Enhanced model enables more realistic biofilms for studying ventilator pneumonia

Scientists at The University of Warwick have made a breakthrough which could help find new treatments for a deadly infection that can affect up to 40% of hospital patients using mechanical ventilators. The study is published in Microbiology.

Ventilator-associated pneumonia (VAP) is a common infection in patients using ventilators, particularly for those with existing respiratory conditions like COVID-19.

VAP is transmitted by germs that stick to the breathing tubes, which are often resistant to antibiotics. Up to 40% of ventilated patients in intensive care wards will develop VAP, with 10% of those patients dying as a result.
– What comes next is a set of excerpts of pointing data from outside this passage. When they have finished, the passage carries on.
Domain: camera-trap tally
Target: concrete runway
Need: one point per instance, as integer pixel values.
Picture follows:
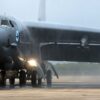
(73, 89)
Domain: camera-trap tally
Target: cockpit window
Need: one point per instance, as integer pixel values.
(7, 23)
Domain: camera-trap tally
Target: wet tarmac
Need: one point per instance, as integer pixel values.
(61, 90)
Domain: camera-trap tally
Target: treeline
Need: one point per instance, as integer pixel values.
(78, 68)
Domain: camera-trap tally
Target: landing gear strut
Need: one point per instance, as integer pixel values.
(22, 78)
(12, 81)
(33, 78)
(2, 79)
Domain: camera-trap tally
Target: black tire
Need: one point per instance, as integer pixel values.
(49, 78)
(12, 81)
(22, 78)
(33, 78)
(2, 79)
(39, 82)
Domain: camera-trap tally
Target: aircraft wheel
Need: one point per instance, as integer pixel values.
(22, 78)
(12, 81)
(49, 78)
(33, 78)
(2, 79)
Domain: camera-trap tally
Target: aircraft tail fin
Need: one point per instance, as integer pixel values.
(42, 10)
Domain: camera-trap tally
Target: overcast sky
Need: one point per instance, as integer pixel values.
(70, 12)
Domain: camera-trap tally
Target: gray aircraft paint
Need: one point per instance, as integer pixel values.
(70, 12)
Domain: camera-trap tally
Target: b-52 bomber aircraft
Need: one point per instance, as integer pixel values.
(23, 47)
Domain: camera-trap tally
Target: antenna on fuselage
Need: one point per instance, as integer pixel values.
(42, 10)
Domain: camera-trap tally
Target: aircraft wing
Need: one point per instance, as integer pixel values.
(45, 32)
(73, 43)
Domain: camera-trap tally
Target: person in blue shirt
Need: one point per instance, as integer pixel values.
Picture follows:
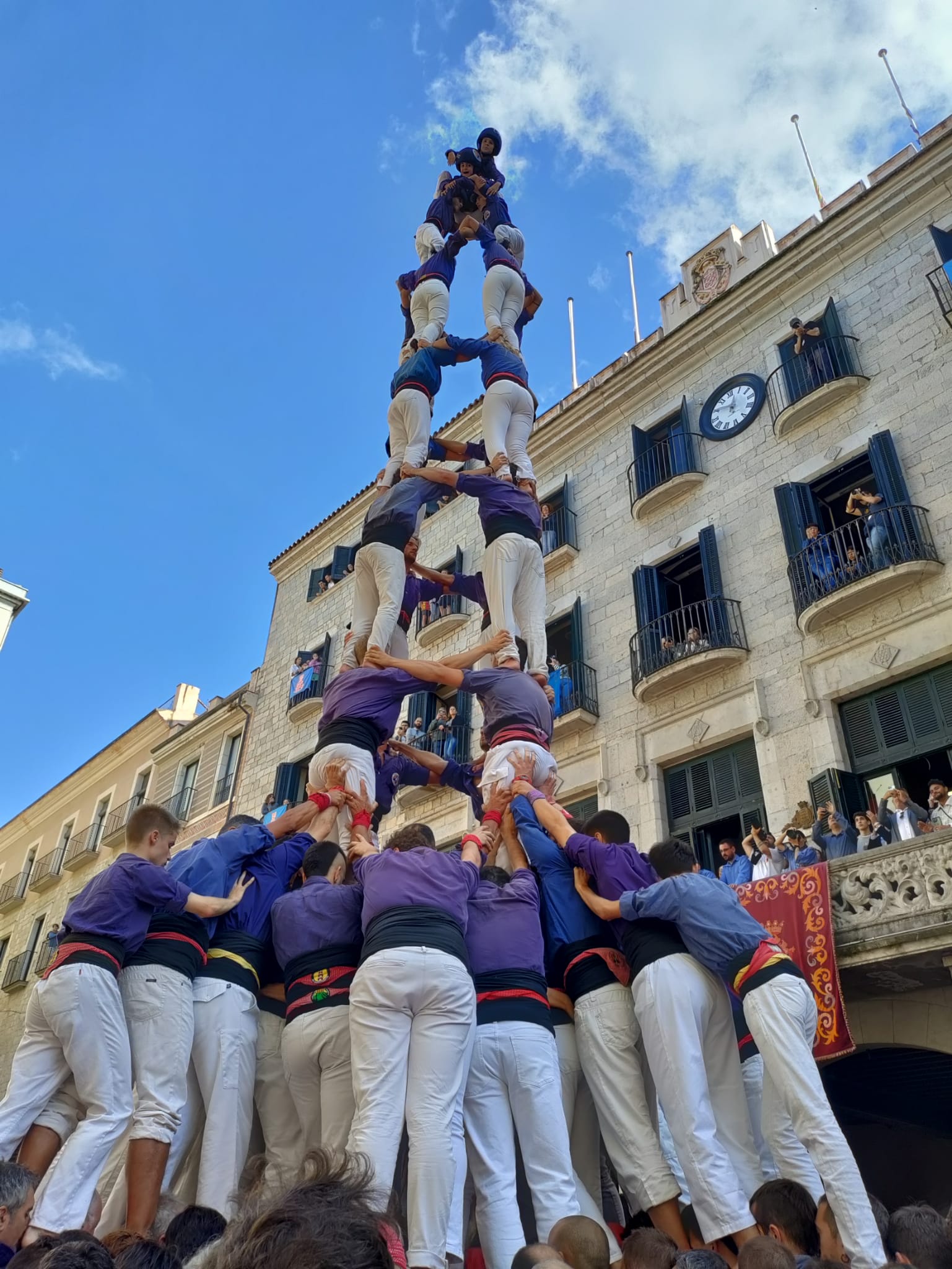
(736, 868)
(781, 1012)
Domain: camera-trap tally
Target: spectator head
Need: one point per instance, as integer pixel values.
(536, 1254)
(649, 1249)
(154, 830)
(608, 827)
(413, 835)
(147, 1255)
(917, 1235)
(766, 1254)
(580, 1241)
(672, 857)
(325, 859)
(15, 1202)
(193, 1229)
(85, 1254)
(786, 1211)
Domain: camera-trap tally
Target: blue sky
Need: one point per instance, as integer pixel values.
(206, 209)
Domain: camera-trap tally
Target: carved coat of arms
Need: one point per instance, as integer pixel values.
(710, 276)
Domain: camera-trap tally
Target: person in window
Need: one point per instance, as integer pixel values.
(907, 820)
(833, 834)
(876, 522)
(820, 558)
(871, 834)
(549, 530)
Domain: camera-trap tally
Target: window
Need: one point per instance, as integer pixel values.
(662, 452)
(95, 829)
(847, 547)
(681, 610)
(226, 768)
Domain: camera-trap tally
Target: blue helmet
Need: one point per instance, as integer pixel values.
(494, 138)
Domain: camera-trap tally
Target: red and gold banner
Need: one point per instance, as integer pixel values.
(795, 910)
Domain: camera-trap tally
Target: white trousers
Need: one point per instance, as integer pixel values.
(412, 1016)
(315, 1050)
(507, 423)
(515, 577)
(224, 1058)
(429, 309)
(74, 1023)
(753, 1073)
(277, 1109)
(608, 1038)
(409, 421)
(359, 767)
(515, 1082)
(428, 242)
(380, 576)
(503, 300)
(782, 1019)
(687, 1028)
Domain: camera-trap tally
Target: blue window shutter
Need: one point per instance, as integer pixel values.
(796, 508)
(649, 594)
(888, 468)
(710, 563)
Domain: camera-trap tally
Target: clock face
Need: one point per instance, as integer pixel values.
(733, 406)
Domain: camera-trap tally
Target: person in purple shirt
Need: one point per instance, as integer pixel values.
(75, 1022)
(513, 570)
(318, 938)
(413, 1013)
(682, 1008)
(515, 1073)
(226, 1012)
(429, 286)
(508, 405)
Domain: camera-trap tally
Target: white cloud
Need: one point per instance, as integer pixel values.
(695, 108)
(600, 278)
(55, 349)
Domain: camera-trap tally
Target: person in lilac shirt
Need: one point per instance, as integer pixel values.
(681, 1008)
(318, 938)
(413, 1014)
(515, 1073)
(75, 1022)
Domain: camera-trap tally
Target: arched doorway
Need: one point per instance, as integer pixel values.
(894, 1104)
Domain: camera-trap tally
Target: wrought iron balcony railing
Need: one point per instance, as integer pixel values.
(889, 536)
(821, 362)
(699, 627)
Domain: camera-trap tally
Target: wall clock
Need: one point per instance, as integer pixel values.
(733, 406)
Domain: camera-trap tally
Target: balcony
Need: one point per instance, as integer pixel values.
(306, 693)
(860, 564)
(664, 472)
(83, 847)
(13, 892)
(115, 825)
(441, 617)
(686, 645)
(942, 288)
(826, 372)
(560, 541)
(222, 788)
(47, 871)
(575, 706)
(17, 971)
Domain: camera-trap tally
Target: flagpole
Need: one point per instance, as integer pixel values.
(634, 297)
(902, 100)
(821, 201)
(572, 340)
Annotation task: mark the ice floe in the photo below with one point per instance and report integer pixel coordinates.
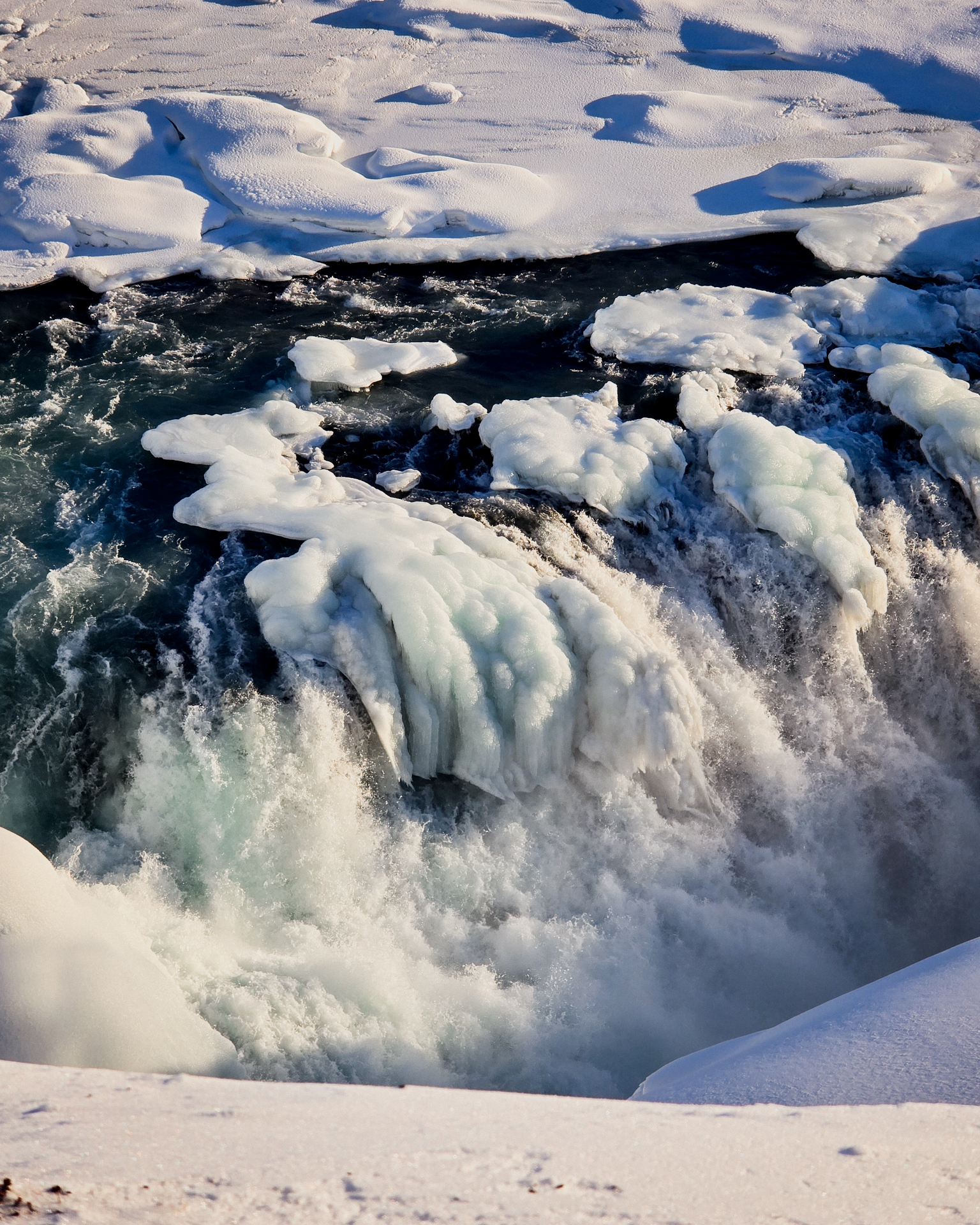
(78, 988)
(920, 391)
(579, 447)
(798, 488)
(357, 364)
(704, 326)
(468, 659)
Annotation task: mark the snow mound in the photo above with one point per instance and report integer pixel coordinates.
(798, 488)
(702, 326)
(468, 660)
(873, 306)
(398, 480)
(579, 447)
(78, 989)
(919, 391)
(357, 364)
(445, 413)
(910, 1037)
(854, 177)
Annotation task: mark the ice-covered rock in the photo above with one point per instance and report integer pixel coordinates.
(702, 326)
(357, 364)
(909, 1037)
(858, 308)
(445, 413)
(798, 488)
(467, 658)
(398, 480)
(854, 177)
(78, 988)
(942, 408)
(579, 447)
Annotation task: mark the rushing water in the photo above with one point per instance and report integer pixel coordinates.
(238, 812)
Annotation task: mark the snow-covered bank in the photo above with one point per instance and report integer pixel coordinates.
(78, 1143)
(479, 129)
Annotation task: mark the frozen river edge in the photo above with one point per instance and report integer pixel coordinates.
(134, 1147)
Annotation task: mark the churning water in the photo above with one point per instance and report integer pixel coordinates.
(237, 808)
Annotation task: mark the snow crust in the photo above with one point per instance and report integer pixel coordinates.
(80, 988)
(357, 364)
(907, 1038)
(920, 391)
(798, 488)
(702, 326)
(579, 447)
(467, 659)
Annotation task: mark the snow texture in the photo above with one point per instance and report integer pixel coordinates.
(909, 1037)
(467, 659)
(702, 326)
(445, 413)
(579, 447)
(942, 408)
(357, 364)
(854, 178)
(798, 488)
(78, 988)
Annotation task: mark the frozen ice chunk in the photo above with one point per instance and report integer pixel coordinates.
(579, 447)
(398, 480)
(77, 988)
(940, 407)
(876, 308)
(704, 398)
(467, 659)
(854, 177)
(445, 413)
(357, 364)
(788, 484)
(702, 326)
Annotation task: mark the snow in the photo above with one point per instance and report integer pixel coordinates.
(942, 408)
(704, 326)
(445, 413)
(798, 488)
(854, 178)
(78, 988)
(398, 480)
(909, 1037)
(489, 130)
(227, 1150)
(357, 364)
(467, 659)
(579, 447)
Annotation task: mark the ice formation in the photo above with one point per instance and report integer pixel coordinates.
(702, 326)
(398, 480)
(467, 659)
(854, 177)
(798, 488)
(920, 391)
(907, 1038)
(78, 988)
(445, 413)
(357, 364)
(579, 447)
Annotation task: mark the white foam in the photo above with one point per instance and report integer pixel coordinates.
(798, 488)
(942, 408)
(579, 447)
(80, 988)
(467, 659)
(445, 413)
(907, 1038)
(854, 178)
(702, 326)
(357, 364)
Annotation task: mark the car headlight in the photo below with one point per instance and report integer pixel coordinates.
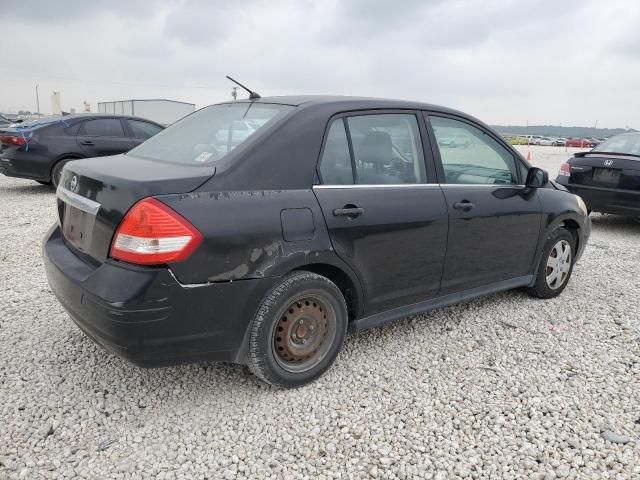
(581, 205)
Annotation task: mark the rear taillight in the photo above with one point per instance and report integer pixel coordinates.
(152, 233)
(565, 170)
(13, 140)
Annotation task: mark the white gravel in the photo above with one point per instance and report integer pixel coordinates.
(504, 387)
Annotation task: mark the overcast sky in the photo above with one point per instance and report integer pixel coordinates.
(507, 62)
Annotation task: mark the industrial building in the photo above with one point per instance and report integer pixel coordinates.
(162, 111)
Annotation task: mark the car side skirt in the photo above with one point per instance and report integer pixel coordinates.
(382, 318)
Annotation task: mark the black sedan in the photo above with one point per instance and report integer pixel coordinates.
(330, 214)
(607, 177)
(38, 149)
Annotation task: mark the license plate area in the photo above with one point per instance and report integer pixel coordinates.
(607, 176)
(77, 227)
(78, 216)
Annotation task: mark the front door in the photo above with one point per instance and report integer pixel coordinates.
(103, 136)
(384, 219)
(494, 222)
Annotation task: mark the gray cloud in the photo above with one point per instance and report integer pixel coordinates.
(504, 61)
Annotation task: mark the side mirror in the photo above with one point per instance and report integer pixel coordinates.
(537, 178)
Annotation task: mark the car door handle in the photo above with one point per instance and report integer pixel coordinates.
(464, 205)
(348, 211)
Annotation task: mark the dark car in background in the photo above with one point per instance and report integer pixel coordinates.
(333, 213)
(39, 149)
(607, 177)
(578, 143)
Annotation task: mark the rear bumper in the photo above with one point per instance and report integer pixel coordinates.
(606, 200)
(145, 315)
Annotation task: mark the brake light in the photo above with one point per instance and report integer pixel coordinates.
(13, 140)
(152, 233)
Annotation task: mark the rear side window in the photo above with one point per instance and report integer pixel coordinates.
(470, 156)
(143, 130)
(335, 166)
(387, 149)
(103, 127)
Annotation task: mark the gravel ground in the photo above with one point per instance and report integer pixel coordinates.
(503, 387)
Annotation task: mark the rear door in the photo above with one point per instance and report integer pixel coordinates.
(140, 131)
(385, 218)
(494, 221)
(99, 137)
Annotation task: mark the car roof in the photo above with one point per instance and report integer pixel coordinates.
(351, 102)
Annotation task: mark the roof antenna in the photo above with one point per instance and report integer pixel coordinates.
(252, 95)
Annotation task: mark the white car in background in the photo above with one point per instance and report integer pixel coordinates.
(545, 141)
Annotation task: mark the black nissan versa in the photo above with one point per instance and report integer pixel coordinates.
(331, 214)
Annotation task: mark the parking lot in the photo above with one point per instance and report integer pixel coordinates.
(502, 387)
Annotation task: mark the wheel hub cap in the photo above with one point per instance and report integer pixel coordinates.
(301, 331)
(558, 265)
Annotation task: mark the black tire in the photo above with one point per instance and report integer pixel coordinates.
(300, 297)
(542, 289)
(56, 171)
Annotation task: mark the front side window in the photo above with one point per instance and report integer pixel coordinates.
(387, 149)
(104, 127)
(209, 134)
(143, 130)
(470, 156)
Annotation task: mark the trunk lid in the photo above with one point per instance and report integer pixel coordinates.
(94, 195)
(605, 170)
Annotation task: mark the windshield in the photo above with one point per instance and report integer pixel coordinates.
(209, 134)
(628, 143)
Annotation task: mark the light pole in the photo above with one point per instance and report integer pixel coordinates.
(37, 101)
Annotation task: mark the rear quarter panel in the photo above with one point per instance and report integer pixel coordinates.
(558, 208)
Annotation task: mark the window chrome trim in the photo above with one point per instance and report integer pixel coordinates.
(492, 185)
(382, 185)
(404, 185)
(77, 201)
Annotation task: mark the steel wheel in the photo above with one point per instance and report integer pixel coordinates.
(304, 333)
(558, 264)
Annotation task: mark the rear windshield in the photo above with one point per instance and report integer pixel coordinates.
(209, 134)
(628, 143)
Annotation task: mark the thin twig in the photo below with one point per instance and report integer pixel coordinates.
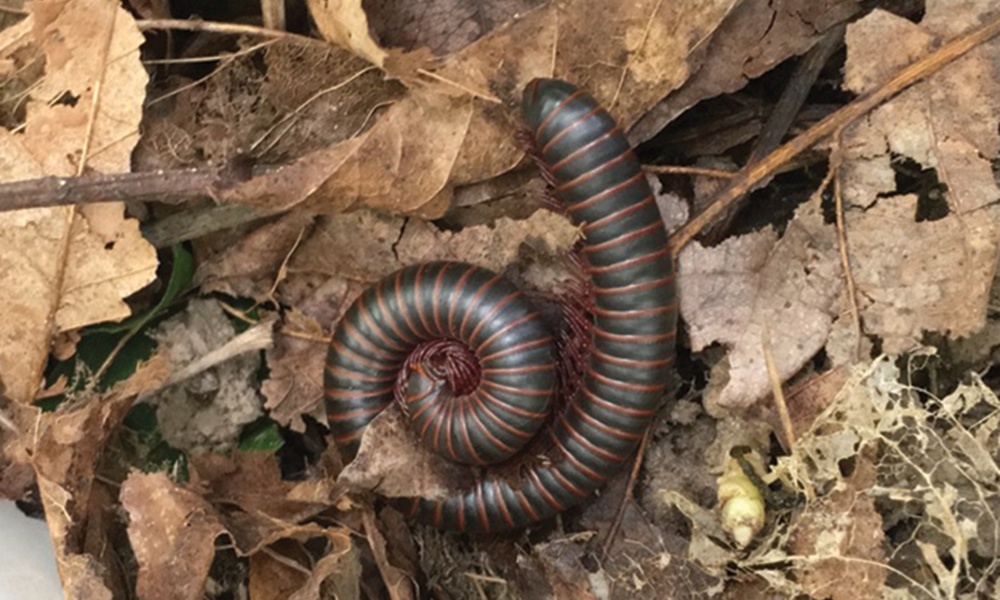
(257, 338)
(169, 187)
(842, 247)
(756, 172)
(702, 171)
(627, 498)
(782, 116)
(780, 404)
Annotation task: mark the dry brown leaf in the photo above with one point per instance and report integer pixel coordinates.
(286, 571)
(453, 130)
(346, 253)
(757, 286)
(345, 23)
(173, 532)
(930, 275)
(394, 462)
(841, 537)
(442, 26)
(250, 267)
(398, 582)
(256, 506)
(564, 570)
(65, 447)
(62, 269)
(295, 384)
(208, 411)
(755, 37)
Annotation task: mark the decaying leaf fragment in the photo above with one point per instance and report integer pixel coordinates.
(346, 253)
(60, 268)
(757, 286)
(915, 273)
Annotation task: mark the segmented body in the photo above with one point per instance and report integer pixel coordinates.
(597, 176)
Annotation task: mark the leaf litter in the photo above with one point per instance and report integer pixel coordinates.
(884, 487)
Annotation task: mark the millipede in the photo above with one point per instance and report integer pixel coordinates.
(472, 362)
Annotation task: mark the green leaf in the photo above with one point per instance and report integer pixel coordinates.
(181, 276)
(263, 435)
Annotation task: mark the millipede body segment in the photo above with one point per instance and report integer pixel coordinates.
(597, 176)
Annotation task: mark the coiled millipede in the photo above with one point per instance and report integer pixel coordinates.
(398, 324)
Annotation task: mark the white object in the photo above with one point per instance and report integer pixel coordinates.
(27, 561)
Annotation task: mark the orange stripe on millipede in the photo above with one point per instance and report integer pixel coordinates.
(484, 521)
(619, 215)
(514, 349)
(595, 112)
(570, 457)
(585, 177)
(474, 415)
(627, 362)
(584, 149)
(502, 503)
(635, 287)
(605, 194)
(624, 385)
(594, 449)
(388, 316)
(474, 303)
(456, 293)
(567, 484)
(370, 322)
(626, 237)
(632, 262)
(614, 432)
(398, 290)
(555, 111)
(618, 408)
(489, 317)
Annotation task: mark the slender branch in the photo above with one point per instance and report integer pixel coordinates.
(755, 172)
(172, 187)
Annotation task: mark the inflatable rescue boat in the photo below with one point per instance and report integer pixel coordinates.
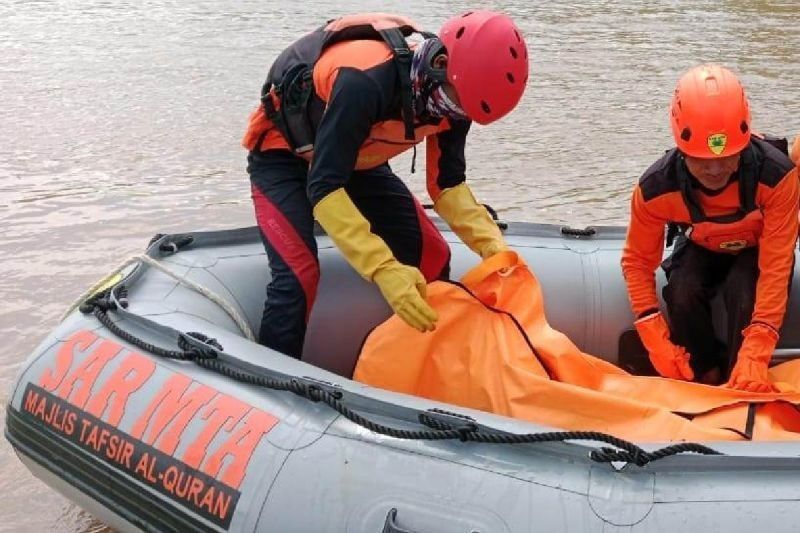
(151, 406)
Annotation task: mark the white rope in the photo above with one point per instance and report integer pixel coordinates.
(243, 326)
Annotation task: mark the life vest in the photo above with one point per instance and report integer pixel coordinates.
(288, 96)
(734, 232)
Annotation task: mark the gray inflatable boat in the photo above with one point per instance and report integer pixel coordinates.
(150, 407)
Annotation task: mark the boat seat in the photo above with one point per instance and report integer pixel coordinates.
(346, 309)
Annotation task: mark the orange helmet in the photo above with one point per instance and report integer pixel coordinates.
(710, 116)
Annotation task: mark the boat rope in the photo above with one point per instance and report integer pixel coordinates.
(444, 424)
(96, 288)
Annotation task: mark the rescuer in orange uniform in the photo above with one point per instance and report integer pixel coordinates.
(733, 196)
(337, 105)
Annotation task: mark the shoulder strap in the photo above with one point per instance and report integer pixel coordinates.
(748, 179)
(402, 56)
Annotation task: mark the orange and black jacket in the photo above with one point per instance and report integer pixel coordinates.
(356, 83)
(657, 201)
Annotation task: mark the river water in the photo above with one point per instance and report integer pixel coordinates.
(122, 119)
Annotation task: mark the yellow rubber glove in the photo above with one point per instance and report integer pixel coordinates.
(402, 286)
(750, 373)
(470, 221)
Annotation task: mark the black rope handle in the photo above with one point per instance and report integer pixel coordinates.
(446, 425)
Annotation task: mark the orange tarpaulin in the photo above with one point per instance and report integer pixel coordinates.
(493, 350)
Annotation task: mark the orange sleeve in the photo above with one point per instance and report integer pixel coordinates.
(642, 254)
(794, 151)
(776, 250)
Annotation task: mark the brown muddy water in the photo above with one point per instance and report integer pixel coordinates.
(120, 119)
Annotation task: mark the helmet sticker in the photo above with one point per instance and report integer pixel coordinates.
(717, 142)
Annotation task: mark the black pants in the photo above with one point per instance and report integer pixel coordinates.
(694, 276)
(284, 215)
In a study, published in Microbiology, researchers recreated hospital conditions to improve understanding of the infection.

They used the same type of tubes that go into patients' airways and created a special mucus to simulate the conditions inside a human body. Bacteria and fungi formed a slimy layer called a biofilm on these tubes.

Dr. Dean Walsh, Research Fellow, University of Warwick, said, "Our study found that the biofilms in our model were different and more complex than those usually grown in standard lab conditions, making them more realistic.

"The biofilms formed in this new model were very tough to get rid of, even with strong antibiotics, much like what happens in real patients.

"Significantly, when we combined antibiotics with enzymes that break down the biofilm's protective slime layer, the biofilms were more successfully removed than with antibiotics alone. With the enzymes, we could halve the concentration of antibiotics needed to kill the biofilms. So, that suggests we can use our model to identify new VAP treatments that attack the slime layer."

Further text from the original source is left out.